Le sommelier François Chartier est en ville pour lancer Il Microscopi (le microscope), un vin rouge d’origine catalane dont 100 % des profits sont redistribués à la Fondation de ma vie de l’hôpital de Chicoutimi.

Pour la petite histoire, le vin a été créé en 2012 alors que l’oenologue Irene Alemany, une amie de François Chartier, terminait des traitements de chimiothérapie pour un cancer du sein qu’on lui avait diagnostiqué. Il tire son nom du microscope à la fine pointe de la technologie qu’il a permis de financer. Aujourd’hui, si le microscope est maintenant payé, le quatrième millésime de ce rouge sert toujours à financer de l’équipement médical en Catalogne.

« Quand j’ai appris ce qu’il lui était arrivé et ce qu’elle faisait avec ce vin-là, j’ai tout de suite pensé : il faut faire quelque chose », raconte le sommelier reconnu internationalement en marge du Festival des vins de Saguenay. François Chartier, qui vit à Barcelone, a donc décidé d’importer au Québec non seulement ce vin, mais aussi le principe de bienfaisance qui l’accompagne. « Ça touche tout le monde. On connaît tous quelqu’un qui de près ou de loin a été affecté par le cancer », précise-t-il.

Importation
Avec son agence privée d’importation, Les Vignerons de Chartier, François Chartier a amené au Québec une centaine de caisses de ce vin. Il remettra tous les profits des ventes à la Fondation de ma vie, à l’image de ce qu’Irene Alemany fait avec les revenus de cette bouteille.
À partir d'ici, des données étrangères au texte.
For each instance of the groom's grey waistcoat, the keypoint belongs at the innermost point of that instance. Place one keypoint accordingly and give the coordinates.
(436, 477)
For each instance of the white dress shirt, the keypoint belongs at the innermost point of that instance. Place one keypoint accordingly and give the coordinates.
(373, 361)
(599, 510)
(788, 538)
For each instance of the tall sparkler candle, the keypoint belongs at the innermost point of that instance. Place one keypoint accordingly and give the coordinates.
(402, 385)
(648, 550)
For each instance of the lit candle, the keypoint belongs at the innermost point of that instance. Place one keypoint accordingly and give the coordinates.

« On m’a demandé de faire un événement pour la fondation en novembre, pour célébrer son dixième anniversaire. J’ai raconté l’histoire d’Il Microscopi et ils ont tout de suite trouvé ça extraordinaire. [...] Pour que le montant que l’on verse soit un peu plus substantiel, j’ai décidé aussi de verser tout l’argent qu’on va faire avec les événements que je monte. La fondation ne le sait pas encore, mais je vais organiser un événement en octobre à Montréal et on lui remettra tous nos profits. »

Histoire de famille
En dehors de la bonne cause qu’il soutient, ce vin dont le cépage est le carignan, se démarque aussi par son histoire. C’est le grand-père d’Irene Alemany qui a planté les vignes il y a plusieurs années déjà. Elles commencent seulement à devenir exploitables, notamment en raison des changements climatiques. Le vignoble qui le produit est tout petit, mais les plus grandes tables d’Espagne s’arrachent sa production.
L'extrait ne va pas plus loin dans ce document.